A lot of the pressure is riding on them.”
And drivers don’t just navigate the twisting Tennessee roads with 10-ton product in their rearview mirrors. They are the dynamic on-site representatives, following up with clients and solving problems during crises. “It’s more work, but it pays off,” Eric says. “We’re more expensive than our competition, probably $100 more on our residential line and $1,000 in our commercial line, but we’re well worth it.”
According to Tennessee utilities, Barger tanks are well worth the price. Tennessee law requires utilities to follow stringent wastewater codes. Rules call for every gallon of sewage entering an on-site sewage treatment plant to result in one gallon of treated water. In response, these plant manufacturers often specify Barger’s watertight tanks and have done so for the past eight years.
“We have built a business around doing what people call impossible.”

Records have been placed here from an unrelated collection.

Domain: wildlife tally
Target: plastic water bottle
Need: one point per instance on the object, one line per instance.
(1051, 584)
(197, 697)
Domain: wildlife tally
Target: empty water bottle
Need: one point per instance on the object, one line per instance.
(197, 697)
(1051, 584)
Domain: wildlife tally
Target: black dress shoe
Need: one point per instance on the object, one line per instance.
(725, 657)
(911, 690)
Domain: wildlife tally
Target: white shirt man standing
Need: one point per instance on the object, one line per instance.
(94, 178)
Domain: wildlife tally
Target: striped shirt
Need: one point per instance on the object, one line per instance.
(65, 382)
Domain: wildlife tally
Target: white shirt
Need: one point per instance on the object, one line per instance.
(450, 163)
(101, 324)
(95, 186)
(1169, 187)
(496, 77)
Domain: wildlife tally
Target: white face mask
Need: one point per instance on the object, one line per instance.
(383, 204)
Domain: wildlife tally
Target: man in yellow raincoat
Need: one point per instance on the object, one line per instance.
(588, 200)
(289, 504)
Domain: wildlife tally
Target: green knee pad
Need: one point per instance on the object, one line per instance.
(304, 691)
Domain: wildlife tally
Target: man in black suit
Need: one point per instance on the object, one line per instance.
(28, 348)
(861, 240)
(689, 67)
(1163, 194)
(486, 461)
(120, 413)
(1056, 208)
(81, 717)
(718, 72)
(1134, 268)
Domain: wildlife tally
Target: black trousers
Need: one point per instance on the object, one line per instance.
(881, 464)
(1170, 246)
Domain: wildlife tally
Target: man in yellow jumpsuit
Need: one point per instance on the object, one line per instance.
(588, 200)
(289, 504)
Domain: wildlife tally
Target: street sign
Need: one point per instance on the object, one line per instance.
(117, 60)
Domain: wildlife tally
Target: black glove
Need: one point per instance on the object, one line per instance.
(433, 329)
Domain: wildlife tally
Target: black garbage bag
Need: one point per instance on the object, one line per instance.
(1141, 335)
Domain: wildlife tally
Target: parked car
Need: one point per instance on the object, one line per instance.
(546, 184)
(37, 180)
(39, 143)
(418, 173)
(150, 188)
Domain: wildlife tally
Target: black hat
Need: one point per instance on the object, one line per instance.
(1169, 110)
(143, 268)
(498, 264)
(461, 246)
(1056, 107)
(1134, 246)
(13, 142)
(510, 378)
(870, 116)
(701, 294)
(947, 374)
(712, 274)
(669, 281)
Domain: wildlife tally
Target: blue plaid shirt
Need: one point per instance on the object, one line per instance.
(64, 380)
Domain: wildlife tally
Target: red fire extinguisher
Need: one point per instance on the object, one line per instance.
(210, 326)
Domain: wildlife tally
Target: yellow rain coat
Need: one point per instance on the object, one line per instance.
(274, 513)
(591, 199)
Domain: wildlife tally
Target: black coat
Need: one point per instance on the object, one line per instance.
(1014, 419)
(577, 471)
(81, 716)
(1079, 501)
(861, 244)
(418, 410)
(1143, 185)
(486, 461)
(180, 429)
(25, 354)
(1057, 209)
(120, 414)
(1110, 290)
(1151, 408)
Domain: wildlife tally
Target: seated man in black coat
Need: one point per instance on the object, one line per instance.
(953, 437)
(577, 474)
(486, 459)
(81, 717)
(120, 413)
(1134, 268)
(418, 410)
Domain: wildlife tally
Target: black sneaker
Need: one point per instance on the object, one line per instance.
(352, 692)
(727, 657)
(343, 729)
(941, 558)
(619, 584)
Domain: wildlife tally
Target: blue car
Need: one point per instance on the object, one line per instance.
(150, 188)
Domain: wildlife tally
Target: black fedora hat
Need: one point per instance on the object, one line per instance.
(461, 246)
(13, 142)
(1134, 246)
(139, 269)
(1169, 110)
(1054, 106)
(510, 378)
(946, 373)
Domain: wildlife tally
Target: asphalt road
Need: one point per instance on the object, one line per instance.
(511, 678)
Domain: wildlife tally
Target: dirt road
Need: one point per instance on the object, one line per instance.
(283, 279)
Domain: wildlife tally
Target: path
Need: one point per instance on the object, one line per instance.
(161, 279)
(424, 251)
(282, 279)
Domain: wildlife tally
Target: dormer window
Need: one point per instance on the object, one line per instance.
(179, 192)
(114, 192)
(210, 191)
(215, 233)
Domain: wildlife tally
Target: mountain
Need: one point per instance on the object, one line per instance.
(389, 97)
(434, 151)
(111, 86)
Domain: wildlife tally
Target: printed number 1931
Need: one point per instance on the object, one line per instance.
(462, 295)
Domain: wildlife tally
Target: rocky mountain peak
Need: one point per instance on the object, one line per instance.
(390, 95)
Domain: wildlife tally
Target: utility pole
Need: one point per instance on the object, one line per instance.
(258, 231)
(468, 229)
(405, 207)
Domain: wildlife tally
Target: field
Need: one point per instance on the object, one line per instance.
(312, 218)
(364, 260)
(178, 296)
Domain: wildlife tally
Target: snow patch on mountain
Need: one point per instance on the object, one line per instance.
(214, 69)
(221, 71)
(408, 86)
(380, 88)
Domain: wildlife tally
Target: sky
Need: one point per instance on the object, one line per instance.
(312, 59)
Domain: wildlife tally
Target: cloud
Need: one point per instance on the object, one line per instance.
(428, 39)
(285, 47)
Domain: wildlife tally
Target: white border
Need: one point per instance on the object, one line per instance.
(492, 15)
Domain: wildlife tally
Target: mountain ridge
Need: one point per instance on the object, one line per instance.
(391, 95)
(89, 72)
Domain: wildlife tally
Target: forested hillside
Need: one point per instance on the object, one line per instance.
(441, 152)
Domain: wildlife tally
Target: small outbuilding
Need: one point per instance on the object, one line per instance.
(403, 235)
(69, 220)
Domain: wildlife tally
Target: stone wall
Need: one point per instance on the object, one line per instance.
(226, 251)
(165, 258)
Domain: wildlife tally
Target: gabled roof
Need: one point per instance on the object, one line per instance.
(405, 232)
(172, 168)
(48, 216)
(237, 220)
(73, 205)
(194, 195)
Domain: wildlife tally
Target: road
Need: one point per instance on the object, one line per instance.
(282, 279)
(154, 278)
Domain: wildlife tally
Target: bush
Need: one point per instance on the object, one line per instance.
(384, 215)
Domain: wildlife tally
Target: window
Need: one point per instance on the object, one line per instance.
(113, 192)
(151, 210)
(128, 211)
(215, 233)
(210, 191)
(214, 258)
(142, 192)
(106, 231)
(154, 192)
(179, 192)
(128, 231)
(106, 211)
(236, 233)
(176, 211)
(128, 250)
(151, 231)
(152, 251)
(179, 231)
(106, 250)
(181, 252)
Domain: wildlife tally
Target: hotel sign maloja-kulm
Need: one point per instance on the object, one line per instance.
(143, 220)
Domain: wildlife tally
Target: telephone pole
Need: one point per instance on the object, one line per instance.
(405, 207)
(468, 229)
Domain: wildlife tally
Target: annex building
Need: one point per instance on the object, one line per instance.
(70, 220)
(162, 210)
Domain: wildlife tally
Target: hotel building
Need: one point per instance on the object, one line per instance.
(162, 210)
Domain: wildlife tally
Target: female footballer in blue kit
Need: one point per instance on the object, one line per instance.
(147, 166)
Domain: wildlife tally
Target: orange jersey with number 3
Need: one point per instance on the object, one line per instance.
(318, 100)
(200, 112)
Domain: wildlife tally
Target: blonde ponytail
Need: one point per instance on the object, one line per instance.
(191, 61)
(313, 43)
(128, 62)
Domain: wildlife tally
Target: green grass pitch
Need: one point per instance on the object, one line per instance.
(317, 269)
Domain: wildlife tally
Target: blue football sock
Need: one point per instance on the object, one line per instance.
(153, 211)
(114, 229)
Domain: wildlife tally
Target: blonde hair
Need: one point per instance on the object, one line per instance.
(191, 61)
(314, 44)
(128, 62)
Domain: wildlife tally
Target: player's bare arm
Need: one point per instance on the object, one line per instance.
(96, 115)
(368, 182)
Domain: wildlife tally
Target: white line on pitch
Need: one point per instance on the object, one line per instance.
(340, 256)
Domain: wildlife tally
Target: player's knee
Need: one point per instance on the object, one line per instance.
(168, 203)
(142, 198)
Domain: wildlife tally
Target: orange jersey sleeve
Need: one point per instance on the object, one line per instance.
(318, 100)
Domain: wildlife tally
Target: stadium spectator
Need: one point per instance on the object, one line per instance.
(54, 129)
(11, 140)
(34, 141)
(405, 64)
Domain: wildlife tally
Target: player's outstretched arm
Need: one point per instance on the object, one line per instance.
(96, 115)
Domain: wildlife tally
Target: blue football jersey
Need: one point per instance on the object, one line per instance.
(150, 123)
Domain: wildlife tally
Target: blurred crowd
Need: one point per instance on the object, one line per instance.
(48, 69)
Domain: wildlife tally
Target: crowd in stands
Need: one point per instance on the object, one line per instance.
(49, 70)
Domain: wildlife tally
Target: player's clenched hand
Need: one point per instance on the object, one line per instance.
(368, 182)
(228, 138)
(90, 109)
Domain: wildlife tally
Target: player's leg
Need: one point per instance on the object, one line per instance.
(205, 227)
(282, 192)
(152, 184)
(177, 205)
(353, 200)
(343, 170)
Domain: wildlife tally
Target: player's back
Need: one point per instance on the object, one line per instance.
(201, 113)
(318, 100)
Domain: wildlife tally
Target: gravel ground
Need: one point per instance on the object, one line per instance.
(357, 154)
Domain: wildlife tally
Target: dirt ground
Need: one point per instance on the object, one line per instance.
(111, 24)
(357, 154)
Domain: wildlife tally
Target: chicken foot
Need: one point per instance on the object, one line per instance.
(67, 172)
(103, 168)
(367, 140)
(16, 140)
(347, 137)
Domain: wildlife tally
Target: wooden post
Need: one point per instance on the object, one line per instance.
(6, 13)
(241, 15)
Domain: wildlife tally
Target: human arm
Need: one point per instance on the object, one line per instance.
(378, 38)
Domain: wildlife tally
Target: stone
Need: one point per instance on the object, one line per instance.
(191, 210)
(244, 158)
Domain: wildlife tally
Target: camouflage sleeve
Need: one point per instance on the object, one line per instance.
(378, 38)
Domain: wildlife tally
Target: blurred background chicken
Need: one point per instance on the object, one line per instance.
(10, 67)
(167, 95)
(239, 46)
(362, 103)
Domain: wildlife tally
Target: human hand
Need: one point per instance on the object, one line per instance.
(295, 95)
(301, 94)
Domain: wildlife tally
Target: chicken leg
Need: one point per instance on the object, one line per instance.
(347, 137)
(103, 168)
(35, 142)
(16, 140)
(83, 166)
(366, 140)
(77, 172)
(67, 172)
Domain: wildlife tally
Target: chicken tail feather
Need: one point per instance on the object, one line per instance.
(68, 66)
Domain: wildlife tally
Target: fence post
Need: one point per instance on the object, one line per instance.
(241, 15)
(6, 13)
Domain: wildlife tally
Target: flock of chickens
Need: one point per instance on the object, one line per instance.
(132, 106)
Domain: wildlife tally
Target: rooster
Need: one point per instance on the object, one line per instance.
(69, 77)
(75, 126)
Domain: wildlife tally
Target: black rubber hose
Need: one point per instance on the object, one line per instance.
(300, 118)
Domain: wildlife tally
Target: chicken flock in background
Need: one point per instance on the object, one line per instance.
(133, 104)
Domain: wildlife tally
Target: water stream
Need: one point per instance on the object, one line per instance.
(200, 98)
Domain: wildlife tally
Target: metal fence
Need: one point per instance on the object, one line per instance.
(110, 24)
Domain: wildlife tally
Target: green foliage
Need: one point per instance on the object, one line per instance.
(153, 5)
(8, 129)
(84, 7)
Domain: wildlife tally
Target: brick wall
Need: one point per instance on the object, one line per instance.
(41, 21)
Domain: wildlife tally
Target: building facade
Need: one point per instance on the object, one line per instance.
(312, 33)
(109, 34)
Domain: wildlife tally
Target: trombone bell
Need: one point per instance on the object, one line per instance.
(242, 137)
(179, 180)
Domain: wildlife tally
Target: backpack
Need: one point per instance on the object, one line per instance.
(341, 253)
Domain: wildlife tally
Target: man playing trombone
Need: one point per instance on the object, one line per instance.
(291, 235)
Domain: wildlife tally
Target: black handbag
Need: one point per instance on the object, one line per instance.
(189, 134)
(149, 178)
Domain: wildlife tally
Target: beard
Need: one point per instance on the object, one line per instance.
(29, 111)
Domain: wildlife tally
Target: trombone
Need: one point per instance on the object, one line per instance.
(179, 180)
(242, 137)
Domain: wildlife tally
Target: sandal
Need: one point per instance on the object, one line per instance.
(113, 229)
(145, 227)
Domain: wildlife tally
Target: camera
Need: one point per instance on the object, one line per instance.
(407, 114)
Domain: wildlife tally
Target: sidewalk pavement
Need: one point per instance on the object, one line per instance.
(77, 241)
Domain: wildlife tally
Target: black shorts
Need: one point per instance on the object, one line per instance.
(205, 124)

In the past year, retention has gotten a lot easier for Barger & Sons: they’re making better products and they’re making clients smarter. Based on recommendations from the Knoxville Utility Board (KUB), a prospective client, Barger & Sons upped the value of its grease interceptors in September 2004 by getting them H20 highway traffic rated. The heavy-duty product is designed for 8-foot cover, and it’s built tough enough to withstand the passage of a fully loaded tractor trailer. With exclusive bragging rights as the state’s only H20 grease interceptor manufacturer, Barger’s newest product comes with a fat price tag.
“KUB wanted 1,000-gallon traffic-rated tanks, so we made them,” Eric said. “The only problem is getting commercial and industrial clients to buy in because they cost $2,500 as opposed to our competitors’ non-traffic rated grease interceptor, which runs $400.”
Some precasters would find it impossible to justify a superior product’s price that is six times costlier than the competition’s generic grease interceptor. Eric says the buy-in from clients is earned through savvy marketing and personalized service.
Eric starts out with a technical white paper for all of the indecisive clients. “It’s the first thing they see,” Eric says. “We draw a clear technical picture that explains why the product will help them. The language and presentation of the white paper are key.”
Perhaps the only Barger & Sons’ product without the company logo, the white paper is left brandless, because Eric wants the engineer, contractor or architect to adopt the design as their own.
“I want him to pass it up the line of command as his design; that’s why it’s left independent,” Eric says. “When he takes credit for the design option and brings it to the powers that be, that’s our ammunition for selling our product. You want indisputable language and terms so clients understand the superiority of the product.”
In the past six months, Barger & Sons have sold 60 percent more H20 traffic-rated tanks than those interceptors without the rating. “Nobody thought that would happen because of the expense associated with the H20 product,” Eric said. “The marketing worked.” During the product’s development stages, even his family doubted the H20 design because labor and cost were such big factors. At the rate of success with the H20 design, the tanks could be 10 times the cost of a competitor’s products, and engineers, architects and utilities would still line up to buy them.
“It’s about liability and the environment,” Eric said. “The P.E.-designed tank helps shoulder liabilities that utilities and commercial clients face constantly these days. On top of it all, the design enhances the structure’s quality, promoting a safer, more ecologically friendly tank.”
Technical marketing, networking, a strong Web site presence and personalized service draw customers to Barger’s products. “We convince our customers of the quality of the product and reassure them that maintenance and future service are guaranteed,” Eric said.
With thinking like that, Eric is stepping confidently into the future. And that makes Barger & Sons a precaster for the new millennium.